Have you ever heard of... Hélène Dutrieu?

Hélène Dutrieu
Born in Tournai, Belgium on this day in 1877, Hélène Dutrieu became arguably the world's first female cycling superstar. Her father, an officer in the Belgian Army, seems to have been of the unusually enlightened opinion that girls and young women should be permitted to have ambitions other than marriage and children; having been raised in such a healthy and nurturing environment she decided after leaving school at the age of 14 to make her way in the world of work. We don't know when she began riding a bike, but there's a good chance that like many of the male cyclists who turned professional in those days she used a bike to get to work and discovered she was good at riding it - and at the age of sixteen she turned professional with the Simpson Lever team.

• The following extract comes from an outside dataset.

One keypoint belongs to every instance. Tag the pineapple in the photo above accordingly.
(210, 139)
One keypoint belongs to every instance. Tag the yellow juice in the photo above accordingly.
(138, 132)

In 1895, Dutrieu set a women's hour record and she won the World Speed Track Championships in Ostend in both 1897 and 1898, becoming a household name and earning the nickname La Flèche Humaine. In August 1898 she also won the Grand Prix d'Europe, then a few months later the Course de 12 Jours in London - for which she was awarded the Cross of St André by the king of Belgium. In those days, it was impossible for even a woman as talented as Dutrieu to make a living from racing (even now, more than a century later, the vast majority of "professional" female cyclists are forced to find work between races); so she began appearing at variety shows and public events as a stunt rider, one of her most famous stunts being to ride a vertical loop. She also performed stunts on a motorbike and in cars, later becoming a racing driver.

In 1910, Dutrieu became the first woman to pilot a plane with a passenger; later that year she became the fourth woman in the world (and the first from Belgium) to earn a full pilot's licence, after which she became a stunt aviator with a new nickname - The Girl Hawk - and won numerous competitions and set new records (and caused a minor scandal when she revealed that she didn't wear a corset when flying). In the First World War she drove an ambulance between the trenches and was later installed as director of a military hospital, then after the conflict ended she became a journalist. When she married in 1922 she took French nationality, later becoming vice-president of the women's Aero Club of France and established the Coupe Hélène Dutrieu-Mortier, an award of 200,000 francs for the female Belgian or French pilot to have completed the longest flight in any one year. She died on the 26th of June 1961, aged 83.